Carolyn Klassen is a certified Dare to Lead facilitaor, a book about brave leadership by Brené Brown. This is a screen shot of her profile on the certified dare to lead professionals page.For business teams who would like a facilitator to guide them through this process, call or email my office!  As a Certified Dare to Lead facilitator, I can work with your group to understand the concepts, engage with each other honestly and bravely to figure out your corporate culture, and then, equally as bravely, determine how to embed them in how you relate to each other. We can do it in several meetings over time to allow the principals to marinate with thoughtful time in between to determine how to apply your learnings, or gather together for an intense time of immersion. Let’s talk about what works for your team!

In very brief, Dare to Lead teaches Courage as a set of discrete skills that can be understood, learned, and then practiced:

Dare To Lead Courage Skill Sets

4 Skills

1.Rumbling with Vulnerability

Vulnerability is an essential part of courage.

Can you think of a single example of courage that you have seen, witnessed, or done that didn't required uncertainty risk and emotional exposure? I didn't think so. Vulnerability is required for courageous leadership. From Brené Brown's Courage to Lead book

Successful leadership and vulnerability have not often been considered as a pairing as natural as peanut butter’n’jelly or macaroni’n’cheese.

In fact, in some circles, vulnerability has been considered the antithesis of effective leadership. Leaders often make a huge effort to do whatever they can to shut down vulnerability.

If it worked to be a great leader without vulnerability, that would be great. Vulnerability is risk, uncertainty, and emotional exposure.

What part of leadership doesn’t include risk, uncertainty and emotional exposure?

This can feel like an oxymoron. And it isn’t effective–in fact, it is downright destructive–if it isn’t well understood. So about half the effort of this book is to help a leader get vulnerability.

2. Living into our Values

Daring Leaders who live into their values are never silent about hard things.

-Brené Brown

Living into your values requires courage…but first, it means knowing your values.  Your personal values. Your corporate values.

Then professing those values…not with words, but with behaviour. And figuring out what behaviours operationalize those values is critical…and not automatically obvious.

Giving each other feedback about living out those values is also not easy…but can be informed by those values. Giving clear feedback is kind, unclear feedback is unkind.

3. Braving Trust

Trust in the workplace is essential for being brave. You need to know that someone’s got your back when you go into challenging territory

BRAVING trust is a handy acronym to break trust into practical elements, to better understand the reasons behind broken trust, or what elements to repair to rebuild trust:

Boundaries

Reliability

Accountability

Vault

Integrity

Nonjudgment

Generosity

4. Learning to Rise

Can you imagine learning to parachute after you are already falling from the plane?

Yeah…not so great.

The time to learn how to land from falling is: on the ground, while you’re calm and in a learning state.
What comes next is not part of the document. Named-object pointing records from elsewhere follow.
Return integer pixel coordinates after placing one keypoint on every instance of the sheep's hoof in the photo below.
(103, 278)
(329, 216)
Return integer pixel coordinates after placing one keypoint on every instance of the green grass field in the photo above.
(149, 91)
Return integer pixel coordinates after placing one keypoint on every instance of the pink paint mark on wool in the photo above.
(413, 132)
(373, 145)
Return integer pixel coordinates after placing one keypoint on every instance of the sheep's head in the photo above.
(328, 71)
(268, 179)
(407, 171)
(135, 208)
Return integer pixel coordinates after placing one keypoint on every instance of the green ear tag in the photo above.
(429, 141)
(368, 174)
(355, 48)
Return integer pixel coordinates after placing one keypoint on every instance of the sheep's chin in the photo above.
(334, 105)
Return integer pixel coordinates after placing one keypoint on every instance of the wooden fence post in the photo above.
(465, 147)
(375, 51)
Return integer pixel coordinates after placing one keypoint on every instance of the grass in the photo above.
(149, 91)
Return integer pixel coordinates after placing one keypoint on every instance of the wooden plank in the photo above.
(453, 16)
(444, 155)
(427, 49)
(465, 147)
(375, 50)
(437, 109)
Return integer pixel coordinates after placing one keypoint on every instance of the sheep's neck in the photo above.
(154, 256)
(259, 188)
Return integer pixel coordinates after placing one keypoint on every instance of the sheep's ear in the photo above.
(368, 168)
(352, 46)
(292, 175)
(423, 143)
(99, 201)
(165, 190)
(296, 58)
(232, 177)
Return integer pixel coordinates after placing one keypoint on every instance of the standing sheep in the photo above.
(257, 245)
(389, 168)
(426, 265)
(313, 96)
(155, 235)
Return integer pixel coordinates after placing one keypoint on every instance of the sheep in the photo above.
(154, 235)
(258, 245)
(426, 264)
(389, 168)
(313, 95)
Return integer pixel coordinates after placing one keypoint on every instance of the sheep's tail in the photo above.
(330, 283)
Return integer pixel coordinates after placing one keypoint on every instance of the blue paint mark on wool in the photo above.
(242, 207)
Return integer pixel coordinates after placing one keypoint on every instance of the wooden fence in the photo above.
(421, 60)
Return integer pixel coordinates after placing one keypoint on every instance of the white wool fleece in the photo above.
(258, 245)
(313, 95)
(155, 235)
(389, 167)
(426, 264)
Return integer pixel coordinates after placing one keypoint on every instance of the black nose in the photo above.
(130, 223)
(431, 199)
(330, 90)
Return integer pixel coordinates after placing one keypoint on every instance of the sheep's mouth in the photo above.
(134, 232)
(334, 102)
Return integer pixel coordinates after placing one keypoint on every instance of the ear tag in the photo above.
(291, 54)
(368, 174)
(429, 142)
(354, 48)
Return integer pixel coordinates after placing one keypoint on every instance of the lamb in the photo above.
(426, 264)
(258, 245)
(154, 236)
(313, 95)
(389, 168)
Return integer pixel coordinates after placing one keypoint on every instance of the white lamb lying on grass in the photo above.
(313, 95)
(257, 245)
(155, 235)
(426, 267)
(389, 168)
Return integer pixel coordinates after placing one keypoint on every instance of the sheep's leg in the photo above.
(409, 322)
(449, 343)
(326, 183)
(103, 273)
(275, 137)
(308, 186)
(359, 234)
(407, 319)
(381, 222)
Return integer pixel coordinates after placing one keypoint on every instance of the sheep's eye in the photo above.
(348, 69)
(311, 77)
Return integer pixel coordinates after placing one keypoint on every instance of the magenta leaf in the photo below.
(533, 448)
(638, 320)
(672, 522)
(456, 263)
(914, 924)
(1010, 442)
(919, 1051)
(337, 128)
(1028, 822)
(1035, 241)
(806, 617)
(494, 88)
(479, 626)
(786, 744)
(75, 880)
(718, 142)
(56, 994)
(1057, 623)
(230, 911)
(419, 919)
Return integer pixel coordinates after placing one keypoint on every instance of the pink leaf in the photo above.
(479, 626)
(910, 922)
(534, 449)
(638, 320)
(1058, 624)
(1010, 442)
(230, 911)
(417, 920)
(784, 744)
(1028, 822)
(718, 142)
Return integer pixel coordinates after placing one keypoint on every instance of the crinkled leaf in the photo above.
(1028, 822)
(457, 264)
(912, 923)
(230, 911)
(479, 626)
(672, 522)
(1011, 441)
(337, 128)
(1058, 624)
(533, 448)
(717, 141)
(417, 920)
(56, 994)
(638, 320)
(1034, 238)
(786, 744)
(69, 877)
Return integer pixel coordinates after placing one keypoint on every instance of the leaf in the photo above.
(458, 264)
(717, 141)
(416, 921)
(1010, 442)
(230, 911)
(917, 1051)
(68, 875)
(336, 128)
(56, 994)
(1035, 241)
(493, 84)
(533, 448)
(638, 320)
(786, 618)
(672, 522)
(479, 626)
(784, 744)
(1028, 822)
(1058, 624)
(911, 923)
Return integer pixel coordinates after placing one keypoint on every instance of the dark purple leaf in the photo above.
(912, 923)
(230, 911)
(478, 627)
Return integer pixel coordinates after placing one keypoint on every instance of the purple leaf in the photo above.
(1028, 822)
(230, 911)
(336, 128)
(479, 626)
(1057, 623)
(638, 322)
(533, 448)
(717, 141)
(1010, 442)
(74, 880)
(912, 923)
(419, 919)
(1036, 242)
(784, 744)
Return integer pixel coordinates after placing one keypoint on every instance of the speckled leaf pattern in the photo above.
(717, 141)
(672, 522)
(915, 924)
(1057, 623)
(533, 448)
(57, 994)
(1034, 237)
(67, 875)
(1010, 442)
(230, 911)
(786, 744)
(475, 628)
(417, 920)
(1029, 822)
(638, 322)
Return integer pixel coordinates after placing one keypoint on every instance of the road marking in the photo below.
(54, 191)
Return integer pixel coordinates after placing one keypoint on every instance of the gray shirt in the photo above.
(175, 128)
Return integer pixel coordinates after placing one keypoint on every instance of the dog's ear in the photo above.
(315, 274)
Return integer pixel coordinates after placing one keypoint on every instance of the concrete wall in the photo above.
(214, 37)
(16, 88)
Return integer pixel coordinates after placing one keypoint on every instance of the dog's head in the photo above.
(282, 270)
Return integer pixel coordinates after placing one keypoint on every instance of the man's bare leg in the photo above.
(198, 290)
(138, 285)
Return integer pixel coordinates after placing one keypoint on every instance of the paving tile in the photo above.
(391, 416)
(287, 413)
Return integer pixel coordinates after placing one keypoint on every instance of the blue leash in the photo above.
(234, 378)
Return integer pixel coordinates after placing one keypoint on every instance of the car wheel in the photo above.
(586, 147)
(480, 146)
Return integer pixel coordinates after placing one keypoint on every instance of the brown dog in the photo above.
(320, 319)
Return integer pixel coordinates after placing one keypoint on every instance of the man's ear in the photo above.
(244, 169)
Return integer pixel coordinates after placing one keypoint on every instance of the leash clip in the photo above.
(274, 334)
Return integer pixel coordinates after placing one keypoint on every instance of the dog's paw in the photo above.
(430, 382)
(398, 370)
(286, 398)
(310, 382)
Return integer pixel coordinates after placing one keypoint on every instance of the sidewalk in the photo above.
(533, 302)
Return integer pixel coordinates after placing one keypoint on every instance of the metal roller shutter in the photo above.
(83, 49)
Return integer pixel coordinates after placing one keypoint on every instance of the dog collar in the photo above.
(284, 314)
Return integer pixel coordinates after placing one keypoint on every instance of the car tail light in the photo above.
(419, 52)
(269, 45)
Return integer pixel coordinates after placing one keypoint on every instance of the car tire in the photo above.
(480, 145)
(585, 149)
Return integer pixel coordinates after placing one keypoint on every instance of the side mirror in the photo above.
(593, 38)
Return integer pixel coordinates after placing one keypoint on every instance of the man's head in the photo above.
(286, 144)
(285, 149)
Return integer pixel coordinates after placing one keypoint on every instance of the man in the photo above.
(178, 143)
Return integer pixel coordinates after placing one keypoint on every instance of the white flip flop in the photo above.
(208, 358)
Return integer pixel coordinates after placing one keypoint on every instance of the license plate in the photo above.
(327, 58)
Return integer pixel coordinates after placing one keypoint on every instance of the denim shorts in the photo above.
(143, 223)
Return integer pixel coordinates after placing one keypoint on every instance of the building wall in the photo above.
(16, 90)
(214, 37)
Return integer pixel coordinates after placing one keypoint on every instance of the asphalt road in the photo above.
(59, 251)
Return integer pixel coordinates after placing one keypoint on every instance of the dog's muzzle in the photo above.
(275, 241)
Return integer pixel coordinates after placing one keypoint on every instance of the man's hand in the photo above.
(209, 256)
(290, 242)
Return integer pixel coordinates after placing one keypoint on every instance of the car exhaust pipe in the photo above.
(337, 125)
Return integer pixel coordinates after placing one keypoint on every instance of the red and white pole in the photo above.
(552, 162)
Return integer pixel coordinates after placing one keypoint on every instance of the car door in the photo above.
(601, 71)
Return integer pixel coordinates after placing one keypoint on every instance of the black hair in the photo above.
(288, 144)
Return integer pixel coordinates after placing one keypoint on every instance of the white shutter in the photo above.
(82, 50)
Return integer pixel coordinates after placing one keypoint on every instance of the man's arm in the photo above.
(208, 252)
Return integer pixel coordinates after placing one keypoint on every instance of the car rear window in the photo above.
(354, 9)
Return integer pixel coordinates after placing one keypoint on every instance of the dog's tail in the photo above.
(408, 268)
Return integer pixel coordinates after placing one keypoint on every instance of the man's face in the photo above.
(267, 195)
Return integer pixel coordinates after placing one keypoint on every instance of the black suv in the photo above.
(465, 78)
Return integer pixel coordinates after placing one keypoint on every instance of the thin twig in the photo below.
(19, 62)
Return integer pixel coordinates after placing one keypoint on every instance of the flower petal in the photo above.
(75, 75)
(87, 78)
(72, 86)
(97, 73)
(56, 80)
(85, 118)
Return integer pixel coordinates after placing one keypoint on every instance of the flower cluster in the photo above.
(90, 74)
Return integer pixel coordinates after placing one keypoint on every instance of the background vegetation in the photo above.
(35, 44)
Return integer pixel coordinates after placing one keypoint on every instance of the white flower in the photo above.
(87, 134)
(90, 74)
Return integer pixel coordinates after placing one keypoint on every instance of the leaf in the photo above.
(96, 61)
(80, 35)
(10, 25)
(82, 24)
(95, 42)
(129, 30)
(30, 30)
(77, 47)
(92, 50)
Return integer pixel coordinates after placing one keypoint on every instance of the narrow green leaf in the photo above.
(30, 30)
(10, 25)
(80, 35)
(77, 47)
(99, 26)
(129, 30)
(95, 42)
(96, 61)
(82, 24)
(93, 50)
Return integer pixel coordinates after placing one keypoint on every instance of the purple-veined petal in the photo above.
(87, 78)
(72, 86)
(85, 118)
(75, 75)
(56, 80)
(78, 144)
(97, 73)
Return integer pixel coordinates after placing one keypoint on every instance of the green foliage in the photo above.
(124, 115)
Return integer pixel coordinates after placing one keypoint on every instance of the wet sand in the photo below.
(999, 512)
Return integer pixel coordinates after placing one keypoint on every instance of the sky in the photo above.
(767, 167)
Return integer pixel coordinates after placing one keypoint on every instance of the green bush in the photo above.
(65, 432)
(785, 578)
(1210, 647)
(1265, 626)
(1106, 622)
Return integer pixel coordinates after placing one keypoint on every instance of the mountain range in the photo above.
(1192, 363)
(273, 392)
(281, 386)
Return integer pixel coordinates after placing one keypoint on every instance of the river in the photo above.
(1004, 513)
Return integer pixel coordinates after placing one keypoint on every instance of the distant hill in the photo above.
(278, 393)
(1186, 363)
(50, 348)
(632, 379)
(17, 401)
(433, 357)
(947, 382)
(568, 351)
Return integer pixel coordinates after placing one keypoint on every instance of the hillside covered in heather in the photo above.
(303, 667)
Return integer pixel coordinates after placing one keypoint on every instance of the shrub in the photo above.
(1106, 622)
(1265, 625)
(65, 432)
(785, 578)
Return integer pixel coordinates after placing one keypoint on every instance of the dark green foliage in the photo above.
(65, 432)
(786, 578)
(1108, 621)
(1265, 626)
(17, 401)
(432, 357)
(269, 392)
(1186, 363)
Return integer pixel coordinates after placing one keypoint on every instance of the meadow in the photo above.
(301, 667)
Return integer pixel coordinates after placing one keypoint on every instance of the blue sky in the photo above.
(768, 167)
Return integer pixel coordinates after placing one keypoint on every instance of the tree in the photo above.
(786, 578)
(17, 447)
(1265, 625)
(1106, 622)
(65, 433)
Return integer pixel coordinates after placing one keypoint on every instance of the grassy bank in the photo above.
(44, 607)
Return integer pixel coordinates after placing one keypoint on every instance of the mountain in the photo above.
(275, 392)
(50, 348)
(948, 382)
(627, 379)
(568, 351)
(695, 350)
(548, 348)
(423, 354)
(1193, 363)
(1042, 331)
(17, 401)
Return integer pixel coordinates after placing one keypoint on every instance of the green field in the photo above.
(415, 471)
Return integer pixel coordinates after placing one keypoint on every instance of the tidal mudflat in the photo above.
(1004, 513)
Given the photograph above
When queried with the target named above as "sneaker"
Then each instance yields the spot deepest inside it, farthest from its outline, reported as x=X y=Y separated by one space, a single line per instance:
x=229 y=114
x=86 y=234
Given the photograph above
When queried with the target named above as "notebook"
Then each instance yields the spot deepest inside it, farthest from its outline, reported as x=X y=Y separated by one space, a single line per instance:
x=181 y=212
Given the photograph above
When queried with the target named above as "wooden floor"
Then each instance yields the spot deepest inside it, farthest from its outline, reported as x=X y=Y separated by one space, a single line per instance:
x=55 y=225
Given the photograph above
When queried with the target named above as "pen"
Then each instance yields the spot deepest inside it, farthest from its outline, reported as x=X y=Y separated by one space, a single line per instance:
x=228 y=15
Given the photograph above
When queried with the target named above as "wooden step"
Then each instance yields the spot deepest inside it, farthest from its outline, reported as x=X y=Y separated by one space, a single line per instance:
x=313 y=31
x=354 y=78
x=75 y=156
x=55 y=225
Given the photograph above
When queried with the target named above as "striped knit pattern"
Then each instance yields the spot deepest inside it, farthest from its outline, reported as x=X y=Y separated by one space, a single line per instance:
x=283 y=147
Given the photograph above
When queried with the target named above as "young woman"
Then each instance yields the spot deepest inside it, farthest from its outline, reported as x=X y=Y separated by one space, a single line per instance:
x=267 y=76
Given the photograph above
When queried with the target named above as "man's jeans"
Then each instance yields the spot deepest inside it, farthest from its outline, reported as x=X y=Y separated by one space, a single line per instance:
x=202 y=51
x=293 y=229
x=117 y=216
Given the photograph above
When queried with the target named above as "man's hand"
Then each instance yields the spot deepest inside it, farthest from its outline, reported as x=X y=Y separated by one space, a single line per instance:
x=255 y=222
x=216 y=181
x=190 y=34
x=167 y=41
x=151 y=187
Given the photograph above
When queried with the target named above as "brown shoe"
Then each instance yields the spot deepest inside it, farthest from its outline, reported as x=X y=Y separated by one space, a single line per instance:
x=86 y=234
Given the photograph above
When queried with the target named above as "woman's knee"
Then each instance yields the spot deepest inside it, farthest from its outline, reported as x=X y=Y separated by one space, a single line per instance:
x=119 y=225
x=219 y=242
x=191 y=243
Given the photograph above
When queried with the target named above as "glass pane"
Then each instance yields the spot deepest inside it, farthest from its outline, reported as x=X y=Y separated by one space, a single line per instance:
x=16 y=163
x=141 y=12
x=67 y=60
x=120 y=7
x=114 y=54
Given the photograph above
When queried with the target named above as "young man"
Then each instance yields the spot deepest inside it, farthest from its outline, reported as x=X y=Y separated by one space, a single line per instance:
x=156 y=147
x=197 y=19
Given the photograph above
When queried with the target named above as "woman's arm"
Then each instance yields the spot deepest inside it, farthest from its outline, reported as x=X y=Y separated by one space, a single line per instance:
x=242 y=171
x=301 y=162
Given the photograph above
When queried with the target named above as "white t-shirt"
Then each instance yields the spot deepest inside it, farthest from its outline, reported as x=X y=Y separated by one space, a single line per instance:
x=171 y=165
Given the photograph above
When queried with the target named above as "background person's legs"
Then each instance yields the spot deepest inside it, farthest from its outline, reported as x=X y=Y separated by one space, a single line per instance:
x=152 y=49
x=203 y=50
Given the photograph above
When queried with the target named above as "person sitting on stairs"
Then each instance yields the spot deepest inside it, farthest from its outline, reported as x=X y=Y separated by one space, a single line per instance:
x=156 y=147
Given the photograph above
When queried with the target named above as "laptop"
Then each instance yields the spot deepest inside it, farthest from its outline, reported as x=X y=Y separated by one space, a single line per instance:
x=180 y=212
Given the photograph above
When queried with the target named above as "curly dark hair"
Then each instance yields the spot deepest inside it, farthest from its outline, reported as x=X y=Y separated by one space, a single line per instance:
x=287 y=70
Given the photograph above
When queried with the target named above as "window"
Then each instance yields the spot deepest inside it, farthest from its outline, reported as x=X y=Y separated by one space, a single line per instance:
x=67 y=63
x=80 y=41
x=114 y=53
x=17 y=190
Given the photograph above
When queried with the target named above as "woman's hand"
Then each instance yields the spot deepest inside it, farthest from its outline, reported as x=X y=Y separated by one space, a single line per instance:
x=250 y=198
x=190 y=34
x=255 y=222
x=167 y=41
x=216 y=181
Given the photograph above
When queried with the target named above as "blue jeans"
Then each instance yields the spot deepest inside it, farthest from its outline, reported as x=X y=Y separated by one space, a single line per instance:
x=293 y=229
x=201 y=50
When you have time and energy and focus to know what to do when you are free-falling from the sky.

Many organizations only teach people to fall once they are already in free fall. Doesn’t go so well.

People need to learn to know how to land after a fall long before they get in a plane to jump.

There is a process for that. You can learn. You can teach your people to learn how to fall…so that they are ready to take the leap.


Dare to Lead is a book, it’s a course, it’s a book club, it’s a discussion starter, it’s a skill builder–it’s a chance to humanize your work culture to have people feel psychologically safe to have brave conversations, powerful collaboration, and effective teamwork to do what otherwise would be impossible.